The Hidden Engine of Intelligence Is Not Discovery, It Is Transmission
Hatched by Rob Russell
Jun 22, 2026
10 min read
4 views
74%
What if intelligence is less about inventing and more about inheriting?
We like to imagine that the smartest beings, whether animal or machine, succeed because they can discover. They see a problem, generate a solution, and push the frontier forward. But a more unsettling possibility is emerging: the ability to invent may be overrated, while the ability to absorb what others know may be the real engine of complex intelligence.
That idea gets sharper when you put two seemingly distant facts beside each other. In one case, chimpanzees exposed to the right materials for months still fail to solve a puzzle box until they see another chimp operate it, after which many can learn the task. In another, the debate over AI consciousness has moved from ridicule to institutional seriousness, with major labs now commissioning welfare assessments and assigning dedicated researchers to the question. These are not the same story, but they are about the same deep tension: what kinds of minds can only become themselves through contact with other minds?
The answer may matter more than we think. It changes how we understand animal intelligence, machine intelligence, education, organizational design, and even moral responsibility.
The puzzle of the impossible invention
The chimpanzee finding is more than a cute demonstration of monkey see, monkey do. It reveals something structurally important about learning. A group of chimps can sit in front of the same materials, the same physical affordances, the same puzzle box, and still fail for months to discover a solution. Yet once one individual performs the action, others can acquire the skill.

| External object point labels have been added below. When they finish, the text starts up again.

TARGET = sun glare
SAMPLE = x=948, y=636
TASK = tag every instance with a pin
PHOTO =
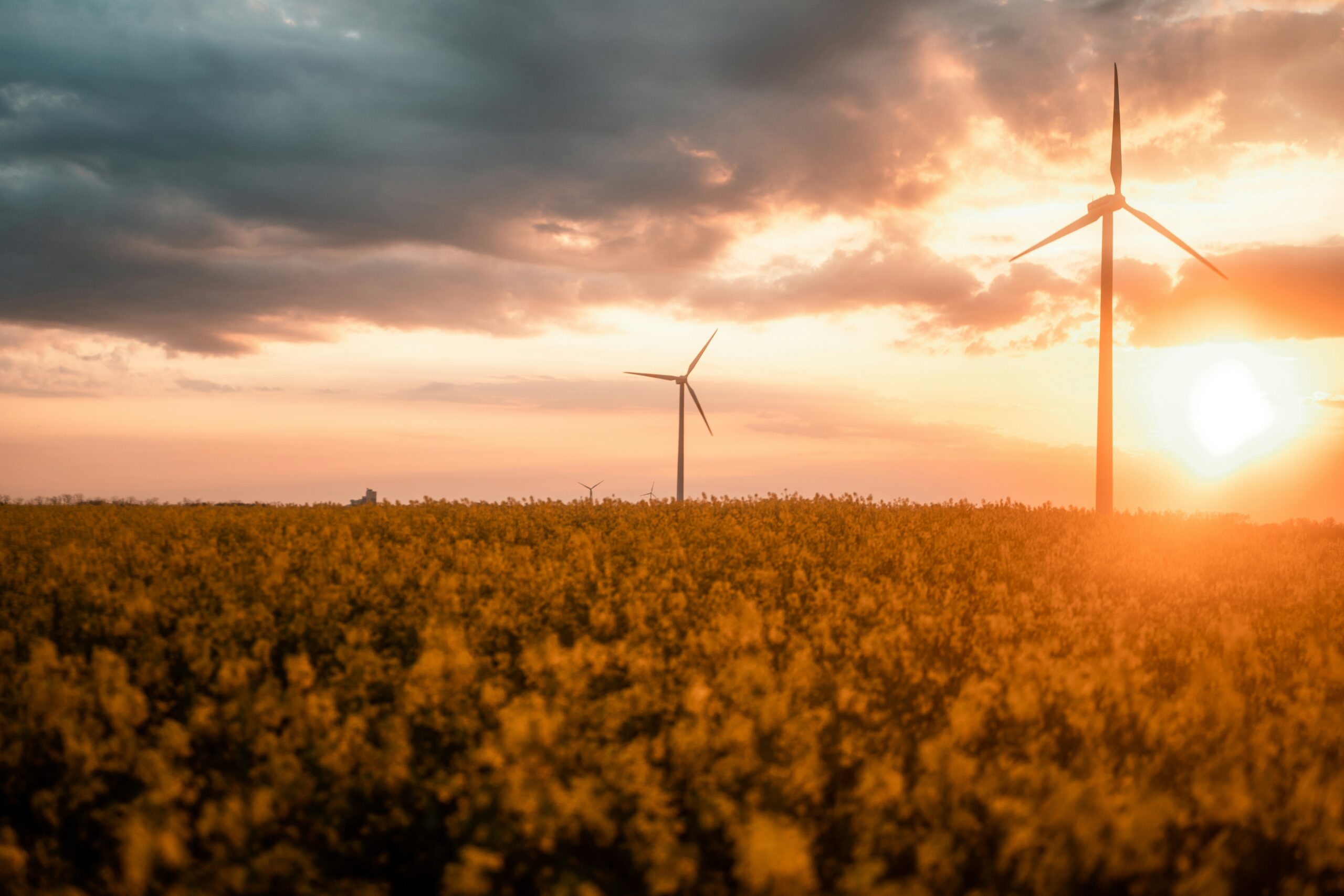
x=1227, y=409
x=1217, y=407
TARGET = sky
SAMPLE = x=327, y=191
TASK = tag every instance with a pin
x=287, y=251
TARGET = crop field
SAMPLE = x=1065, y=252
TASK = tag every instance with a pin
x=768, y=696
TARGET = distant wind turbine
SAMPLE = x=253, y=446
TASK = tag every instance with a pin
x=1105, y=208
x=685, y=382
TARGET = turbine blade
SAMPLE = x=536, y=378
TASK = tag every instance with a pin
x=1172, y=237
x=702, y=352
x=1115, y=136
x=1064, y=231
x=698, y=407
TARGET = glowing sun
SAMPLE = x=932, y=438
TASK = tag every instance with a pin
x=1221, y=406
x=1227, y=407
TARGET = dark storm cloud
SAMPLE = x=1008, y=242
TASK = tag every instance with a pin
x=207, y=174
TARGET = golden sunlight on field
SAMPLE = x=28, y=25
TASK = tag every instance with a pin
x=773, y=696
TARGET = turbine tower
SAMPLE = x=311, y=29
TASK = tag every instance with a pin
x=1105, y=210
x=685, y=383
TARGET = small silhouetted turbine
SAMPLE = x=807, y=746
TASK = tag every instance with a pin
x=1105, y=208
x=685, y=383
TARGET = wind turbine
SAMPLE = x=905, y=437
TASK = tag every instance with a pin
x=685, y=383
x=1105, y=208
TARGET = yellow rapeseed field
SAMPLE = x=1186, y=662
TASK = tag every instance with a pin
x=769, y=696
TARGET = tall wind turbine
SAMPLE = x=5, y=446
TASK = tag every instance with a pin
x=1105, y=208
x=685, y=383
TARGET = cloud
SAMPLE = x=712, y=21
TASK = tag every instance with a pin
x=205, y=386
x=206, y=176
x=1273, y=292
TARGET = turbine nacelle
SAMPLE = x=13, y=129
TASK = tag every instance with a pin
x=1116, y=202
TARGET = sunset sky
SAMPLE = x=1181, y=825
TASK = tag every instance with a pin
x=288, y=251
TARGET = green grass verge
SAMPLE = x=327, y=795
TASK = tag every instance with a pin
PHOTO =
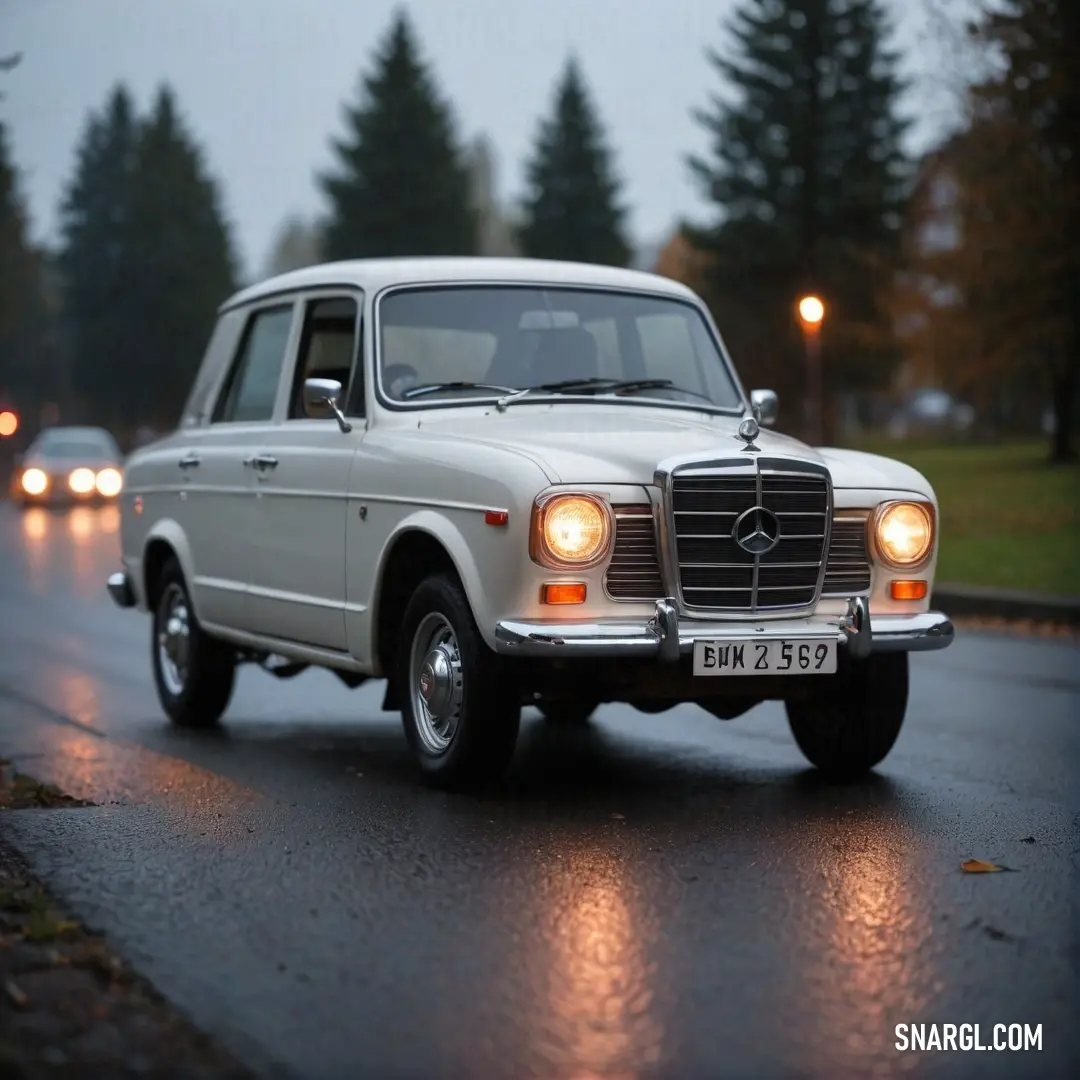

That gap between exposure and adoption is the heart of the matter. The raw ingredients for intelligence were already present. What was missing was not effort, motivation, or access. It was social transmission. In other words, some skills are not simply found by lone experimentation. They are unlocked by seeing a pattern embodied in another agent.
This is not a minor detail. It suggests that a mind can be in contact with the world for a long time and still remain blind to a solution until the solution is modeled socially. The puzzle box is no longer just a puzzle box. It becomes a test of whether intelligence is only individual problem solving, or whether it is also a kind of borrowed cognition.
Some skills are not discovered. They are witnessed into existence.
That is a profound shift in how we think about learning. It implies that the boundary between individual capability and collective culture is thinner than we usually assume. A chimp that cannot innovate may still be highly competent once the right behavior enters the social network.
Why this matters for AI consciousness, even if you are skeptical
At first glance, AI consciousness seems like a totally different controversy. One subject concerns animal learning in the wild, the other concerns whether a machine can have subjective experience. But both revolve around a deeper issue: how do we infer hidden capacities from behavior, especially when those capacities may only become visible through interaction?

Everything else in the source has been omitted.